Here, “poochok,” (пучоk): a bundle or bunch, coupled to parsley, “petrushki” (петрушки), as in “poochok petrushki” (пучок петрушки) would become as a plural portmanteu word “Poochki” (пучки) or “Pooshki.”

If that’s correct, the only mystery left is where my grandmother picked it up in Southeast Alaska. I remember now that she had a long connection with the local Russian Orthodox priest (Bishop, in fact, I think) in some capacity of singing (at which she was a professional). I’d bet she got the term from him.

You overthink… “пучки” is plural of “пучок”. It’s really nothing more. The word can mean bunch/bundle, can mean bouquet (well, small bouquet, usually of wildflowers), or “burst” if used in nuclear physics in conjunction with the accelerator collision results interpretation.

If someone in Alaska (where there is strong Russian influence, historically) used the generic word to describe a specific plant, that is a very regional thing, and could be only confined to one town/village or even one family.

Thanks for the clarifications on the term itself and the usage that could be expected with it. This is very interesting to me. It’s one of those things that stick in your head for years and you always wish you had a definitive answer to it. That’s why I gravitate to “Straight Dope” in the end. There’s always a chance someone will know the answer.
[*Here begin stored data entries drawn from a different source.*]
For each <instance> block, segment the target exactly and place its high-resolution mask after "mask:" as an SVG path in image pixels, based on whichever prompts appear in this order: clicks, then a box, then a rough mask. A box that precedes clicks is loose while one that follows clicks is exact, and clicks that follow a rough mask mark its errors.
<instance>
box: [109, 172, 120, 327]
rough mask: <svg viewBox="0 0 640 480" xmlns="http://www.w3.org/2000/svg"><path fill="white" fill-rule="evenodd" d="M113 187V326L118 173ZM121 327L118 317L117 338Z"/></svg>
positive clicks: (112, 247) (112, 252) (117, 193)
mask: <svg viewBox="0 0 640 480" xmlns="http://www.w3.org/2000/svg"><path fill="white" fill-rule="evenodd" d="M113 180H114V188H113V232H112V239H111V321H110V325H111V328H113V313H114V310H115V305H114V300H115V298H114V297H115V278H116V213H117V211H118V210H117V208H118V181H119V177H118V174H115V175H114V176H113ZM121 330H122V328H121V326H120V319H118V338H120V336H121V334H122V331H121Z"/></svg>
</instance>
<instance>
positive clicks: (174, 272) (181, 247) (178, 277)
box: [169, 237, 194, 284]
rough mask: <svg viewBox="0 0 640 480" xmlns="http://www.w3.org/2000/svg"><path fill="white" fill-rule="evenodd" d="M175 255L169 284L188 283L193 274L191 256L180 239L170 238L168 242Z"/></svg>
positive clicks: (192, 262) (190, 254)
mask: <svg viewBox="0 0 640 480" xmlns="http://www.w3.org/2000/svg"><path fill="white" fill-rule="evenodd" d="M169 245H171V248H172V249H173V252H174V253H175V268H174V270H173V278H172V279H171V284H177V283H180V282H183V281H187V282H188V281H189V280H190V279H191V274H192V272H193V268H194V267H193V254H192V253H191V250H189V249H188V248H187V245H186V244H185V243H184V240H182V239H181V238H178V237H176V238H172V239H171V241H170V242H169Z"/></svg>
Yes, Alaska has a deep Russian influence; I used to wander the Territorial Museum as a boy looking at the many Russian artifacts of all sorts on display, including muskets, a sugar loaf for tea, eating utensils, and church Icons. Within the past few years, a Native leader donated a Russian militia coat from the early 1800’s to the new State Museum, presented to that family and carefully preserved over generations as a symbol of that family’s local prestige: an astonishing artifact.

You r-- oh, sorry.

Around every river and canal their power is growing. They infiltrate each city with their thick dark warning odour. Long ago, in the Russian hills, a Victorian explorer found the regal Hogweed by a marsh. He captured it and brought it home. Strike by night! They are defenceless. They all need the sun to photosensitise their venom. Botanical creature stirs, seeking revenge. Soon they escaped, spreading their seed, preparing for an onslaught, threatening the human race. Heracleum mantegazziani

Sounds like you’ve made the tour of our front yard.